Chung teria ajudado a encaixotar o que havia na sala de trabalho de Biden em 2017, mas não se sabe publicamente se ela manuseou os documentos em questão ou se sabia que qualquer coisa que estivesse guardando para ser transferido para outro local era oficial. A Casa Branca tem se negado a responder perguntas, exceto por dar declarações limitadas na última semana. "Fomos transparentes nos últimos dois dias", disse na sexta-feira (13) a secretária de imprensa Karine Jean-Pierre.

Mas a Casa Branca não foi transparente nos últimos dois meses. Os primeiros documentos foram encontrados em 2 de novembro e uma segunda leva, em 20 de dezembro. Após a descoberta inicial, a Casa Branca informou prontamente a Administração Nacional de Arquivos e Registros, que, por sua vez, notificou o Departamento de Justiça.

Mas advogados vinham resistindo a levar a informação a público, alegando que queriam esperar até que emergisse um quadro mais completo. E eles não queriam desagradar ao Departamento de Justiça, passando a impressão de estar litigando a questão na mídia. Quando Biden se preparava para deixar o setor público, seu chefe de gabinete vice-presidencial, Steven Richetti, e outros assessores o ajudaram a traçar um plano para uma vida pós-Casa Branca para a qual pudesse canalizar seus esforços e energias.

Um desses esforços foi um livro de memórias que Biden lançou em novembro de 2017, intitulado "Promise Me, Dad". O título alude a seu filho Beau, morto por um câncer no cérebro em 2015 e que teria pedido encarecidamente a seu pai que continuasse a ser ativo na vida pública. Muitos ex-presidentes e vices consultam documentos governamentais, por meio de um processo regular, para escrever seus livros de memórias. Mas não está claro se os papéis encontrados foram usados em pesquisas para um livro.

Outro projeto que Biden assumiu depois de deixar a Casa Branca foi a criação de um think tank ligado à Universidade da Pensilvânia, chamado Centro Penn Biden para Diplomacia e Engajamento Global, e aberto em fevereiro de 2018. A primeira leva de documentos foi encontrada na sala do político na sede em Washington do centro, mais de três anos depois de ele ter se afastado formalmente do think tank para se candidatar à Presidência.
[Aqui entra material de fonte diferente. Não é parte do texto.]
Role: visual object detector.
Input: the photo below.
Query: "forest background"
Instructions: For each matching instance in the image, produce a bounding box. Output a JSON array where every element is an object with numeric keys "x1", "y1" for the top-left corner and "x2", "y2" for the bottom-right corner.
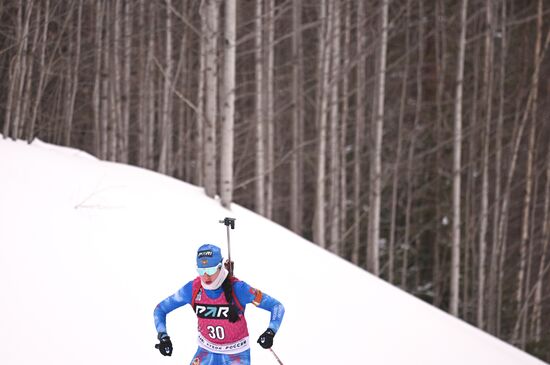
[{"x1": 1, "y1": 0, "x2": 549, "y2": 361}]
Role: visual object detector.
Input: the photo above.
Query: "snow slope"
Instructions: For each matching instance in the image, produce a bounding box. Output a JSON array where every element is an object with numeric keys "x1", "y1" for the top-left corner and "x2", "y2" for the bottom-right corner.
[{"x1": 0, "y1": 137, "x2": 546, "y2": 365}]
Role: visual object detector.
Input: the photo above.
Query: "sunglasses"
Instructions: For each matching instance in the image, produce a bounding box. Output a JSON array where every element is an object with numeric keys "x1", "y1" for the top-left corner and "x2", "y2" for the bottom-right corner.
[{"x1": 197, "y1": 264, "x2": 221, "y2": 276}]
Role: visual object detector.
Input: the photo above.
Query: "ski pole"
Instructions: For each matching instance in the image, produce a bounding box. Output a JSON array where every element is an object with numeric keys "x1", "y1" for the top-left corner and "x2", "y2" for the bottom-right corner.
[
  {"x1": 219, "y1": 217, "x2": 236, "y2": 275},
  {"x1": 269, "y1": 348, "x2": 284, "y2": 365}
]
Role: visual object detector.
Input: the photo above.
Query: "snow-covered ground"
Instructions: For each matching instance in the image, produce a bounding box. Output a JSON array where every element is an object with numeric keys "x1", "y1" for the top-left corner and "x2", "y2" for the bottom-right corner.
[{"x1": 0, "y1": 136, "x2": 546, "y2": 365}]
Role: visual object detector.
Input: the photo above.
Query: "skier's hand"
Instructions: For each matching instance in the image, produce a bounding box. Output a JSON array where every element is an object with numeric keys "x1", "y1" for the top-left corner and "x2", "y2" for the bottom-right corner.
[
  {"x1": 155, "y1": 332, "x2": 173, "y2": 356},
  {"x1": 224, "y1": 259, "x2": 234, "y2": 275},
  {"x1": 257, "y1": 328, "x2": 275, "y2": 349}
]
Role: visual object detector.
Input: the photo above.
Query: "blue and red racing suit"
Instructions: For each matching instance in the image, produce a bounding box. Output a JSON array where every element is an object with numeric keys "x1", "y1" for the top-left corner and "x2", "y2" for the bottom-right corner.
[{"x1": 154, "y1": 277, "x2": 284, "y2": 365}]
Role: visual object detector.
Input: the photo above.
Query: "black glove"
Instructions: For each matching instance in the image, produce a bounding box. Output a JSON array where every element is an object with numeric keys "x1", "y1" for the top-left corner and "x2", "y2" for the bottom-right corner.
[
  {"x1": 257, "y1": 328, "x2": 275, "y2": 349},
  {"x1": 224, "y1": 259, "x2": 234, "y2": 275},
  {"x1": 155, "y1": 332, "x2": 173, "y2": 356}
]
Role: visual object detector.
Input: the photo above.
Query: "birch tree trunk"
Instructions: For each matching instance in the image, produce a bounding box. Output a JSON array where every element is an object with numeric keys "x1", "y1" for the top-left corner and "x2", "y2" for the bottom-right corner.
[
  {"x1": 390, "y1": 0, "x2": 410, "y2": 284},
  {"x1": 121, "y1": 0, "x2": 132, "y2": 164},
  {"x1": 413, "y1": 0, "x2": 425, "y2": 292},
  {"x1": 464, "y1": 37, "x2": 479, "y2": 319},
  {"x1": 93, "y1": 1, "x2": 104, "y2": 158},
  {"x1": 255, "y1": 0, "x2": 266, "y2": 215},
  {"x1": 525, "y1": 177, "x2": 537, "y2": 344},
  {"x1": 111, "y1": 0, "x2": 122, "y2": 160},
  {"x1": 290, "y1": 0, "x2": 304, "y2": 234},
  {"x1": 196, "y1": 4, "x2": 206, "y2": 186},
  {"x1": 220, "y1": 0, "x2": 236, "y2": 208},
  {"x1": 488, "y1": 0, "x2": 506, "y2": 334},
  {"x1": 433, "y1": 0, "x2": 447, "y2": 307},
  {"x1": 450, "y1": 0, "x2": 468, "y2": 317},
  {"x1": 101, "y1": 2, "x2": 111, "y2": 160},
  {"x1": 352, "y1": 0, "x2": 366, "y2": 265},
  {"x1": 477, "y1": 0, "x2": 494, "y2": 329},
  {"x1": 329, "y1": 0, "x2": 341, "y2": 254},
  {"x1": 136, "y1": 0, "x2": 145, "y2": 167},
  {"x1": 27, "y1": 0, "x2": 50, "y2": 141},
  {"x1": 106, "y1": 4, "x2": 118, "y2": 161},
  {"x1": 159, "y1": 0, "x2": 174, "y2": 174},
  {"x1": 145, "y1": 2, "x2": 156, "y2": 170},
  {"x1": 203, "y1": 0, "x2": 219, "y2": 198},
  {"x1": 367, "y1": 0, "x2": 388, "y2": 276},
  {"x1": 265, "y1": 0, "x2": 275, "y2": 220},
  {"x1": 340, "y1": 1, "x2": 351, "y2": 255},
  {"x1": 178, "y1": 18, "x2": 193, "y2": 179},
  {"x1": 402, "y1": 76, "x2": 416, "y2": 289},
  {"x1": 314, "y1": 0, "x2": 331, "y2": 249},
  {"x1": 64, "y1": 0, "x2": 82, "y2": 147},
  {"x1": 20, "y1": 4, "x2": 40, "y2": 144}
]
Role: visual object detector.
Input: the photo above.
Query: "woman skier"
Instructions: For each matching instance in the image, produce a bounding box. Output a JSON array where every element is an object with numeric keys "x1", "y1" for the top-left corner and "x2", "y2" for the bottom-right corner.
[{"x1": 153, "y1": 243, "x2": 285, "y2": 364}]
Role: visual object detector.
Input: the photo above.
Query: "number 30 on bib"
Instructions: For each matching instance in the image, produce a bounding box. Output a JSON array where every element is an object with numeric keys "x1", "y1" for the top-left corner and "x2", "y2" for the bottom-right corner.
[{"x1": 206, "y1": 325, "x2": 225, "y2": 340}]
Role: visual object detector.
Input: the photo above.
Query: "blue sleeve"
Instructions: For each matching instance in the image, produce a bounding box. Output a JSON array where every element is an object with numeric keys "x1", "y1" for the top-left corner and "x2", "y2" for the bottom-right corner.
[
  {"x1": 234, "y1": 281, "x2": 285, "y2": 333},
  {"x1": 153, "y1": 281, "x2": 194, "y2": 335}
]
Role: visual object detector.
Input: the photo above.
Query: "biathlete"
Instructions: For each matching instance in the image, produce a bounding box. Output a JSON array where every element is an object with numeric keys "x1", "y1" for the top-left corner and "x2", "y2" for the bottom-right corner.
[{"x1": 153, "y1": 244, "x2": 285, "y2": 364}]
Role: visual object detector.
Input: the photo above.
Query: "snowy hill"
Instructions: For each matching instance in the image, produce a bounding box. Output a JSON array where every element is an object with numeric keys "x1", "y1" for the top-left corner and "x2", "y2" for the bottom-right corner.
[{"x1": 0, "y1": 137, "x2": 546, "y2": 365}]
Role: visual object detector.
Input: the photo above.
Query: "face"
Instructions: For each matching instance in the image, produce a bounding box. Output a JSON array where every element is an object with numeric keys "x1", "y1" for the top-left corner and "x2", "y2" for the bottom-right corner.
[{"x1": 198, "y1": 265, "x2": 221, "y2": 285}]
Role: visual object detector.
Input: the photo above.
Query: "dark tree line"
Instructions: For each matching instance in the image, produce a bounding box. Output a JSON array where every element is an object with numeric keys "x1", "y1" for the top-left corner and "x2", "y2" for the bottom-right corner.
[{"x1": 1, "y1": 0, "x2": 550, "y2": 360}]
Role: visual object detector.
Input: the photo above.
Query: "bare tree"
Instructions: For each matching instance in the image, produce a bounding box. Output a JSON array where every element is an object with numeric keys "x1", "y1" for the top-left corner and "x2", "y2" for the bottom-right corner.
[
  {"x1": 101, "y1": 1, "x2": 111, "y2": 160},
  {"x1": 314, "y1": 0, "x2": 331, "y2": 249},
  {"x1": 265, "y1": 0, "x2": 275, "y2": 220},
  {"x1": 450, "y1": 0, "x2": 468, "y2": 317},
  {"x1": 366, "y1": 0, "x2": 388, "y2": 276},
  {"x1": 255, "y1": 0, "x2": 266, "y2": 215},
  {"x1": 196, "y1": 2, "x2": 206, "y2": 186},
  {"x1": 92, "y1": 1, "x2": 104, "y2": 158},
  {"x1": 352, "y1": 0, "x2": 366, "y2": 265},
  {"x1": 145, "y1": 2, "x2": 157, "y2": 170},
  {"x1": 63, "y1": 0, "x2": 82, "y2": 147},
  {"x1": 19, "y1": 2, "x2": 40, "y2": 143},
  {"x1": 487, "y1": 0, "x2": 506, "y2": 334},
  {"x1": 159, "y1": 0, "x2": 174, "y2": 174},
  {"x1": 463, "y1": 34, "x2": 479, "y2": 321},
  {"x1": 112, "y1": 0, "x2": 124, "y2": 160},
  {"x1": 105, "y1": 2, "x2": 119, "y2": 161},
  {"x1": 108, "y1": 0, "x2": 121, "y2": 161},
  {"x1": 290, "y1": 0, "x2": 304, "y2": 234},
  {"x1": 136, "y1": 0, "x2": 145, "y2": 166},
  {"x1": 220, "y1": 0, "x2": 236, "y2": 208},
  {"x1": 121, "y1": 0, "x2": 132, "y2": 164},
  {"x1": 389, "y1": 0, "x2": 410, "y2": 284},
  {"x1": 27, "y1": 0, "x2": 50, "y2": 141},
  {"x1": 339, "y1": 0, "x2": 352, "y2": 256},
  {"x1": 433, "y1": 0, "x2": 448, "y2": 308},
  {"x1": 203, "y1": 0, "x2": 219, "y2": 198},
  {"x1": 328, "y1": 0, "x2": 341, "y2": 254},
  {"x1": 477, "y1": 0, "x2": 494, "y2": 329},
  {"x1": 401, "y1": 7, "x2": 417, "y2": 290},
  {"x1": 412, "y1": 0, "x2": 425, "y2": 292}
]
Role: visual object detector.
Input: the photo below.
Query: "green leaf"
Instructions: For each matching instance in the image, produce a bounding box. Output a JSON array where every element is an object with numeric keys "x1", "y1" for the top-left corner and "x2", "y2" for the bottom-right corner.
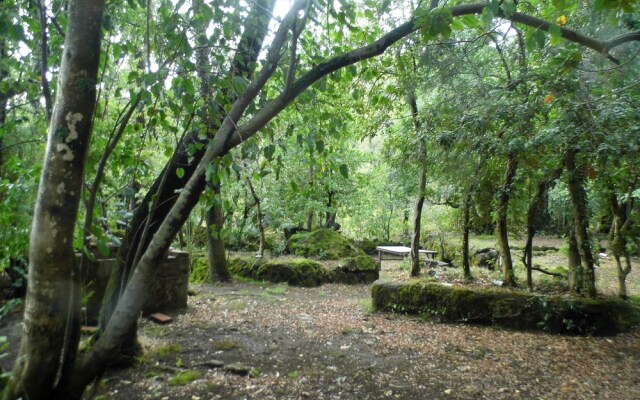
[
  {"x1": 339, "y1": 164, "x2": 349, "y2": 179},
  {"x1": 316, "y1": 140, "x2": 325, "y2": 154},
  {"x1": 501, "y1": 1, "x2": 517, "y2": 18},
  {"x1": 97, "y1": 238, "x2": 110, "y2": 257},
  {"x1": 176, "y1": 167, "x2": 185, "y2": 179},
  {"x1": 534, "y1": 29, "x2": 546, "y2": 49},
  {"x1": 460, "y1": 15, "x2": 481, "y2": 29},
  {"x1": 264, "y1": 144, "x2": 276, "y2": 161},
  {"x1": 549, "y1": 24, "x2": 563, "y2": 46}
]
A Casa Branca de Obama e Biden estabeleceu um processo regular para o manuseio de papéis secretos, e o Escritório de Administração de Arquivos da Casa Branca cooperou estreitamente com os Arquivos Nacionais para assegurar a transferência correta dos materiais.

Qualquer coisa que fosse submetida ao presidente era arquivada. Os papéis seriam devolvidos e colocados no sistema do Conselho de Segurança Nacional ou, se envolvessem política interna, no sistema do Escritório de Administração de Arquivos. O gabinete do secretário de pessoal da Casa Branca tinha a incumbência de verificar que os documentos fossem corretamente encaminhados.

Não está claro até que ponto Biden esteve envolvido no destino dado aos documentos nos dias que antecederam sua saída da Casa Branca em 2017. Sua agenda estava lotada; ele estava tentando incluir o máximo possível de atividade no tempo que lhe restava.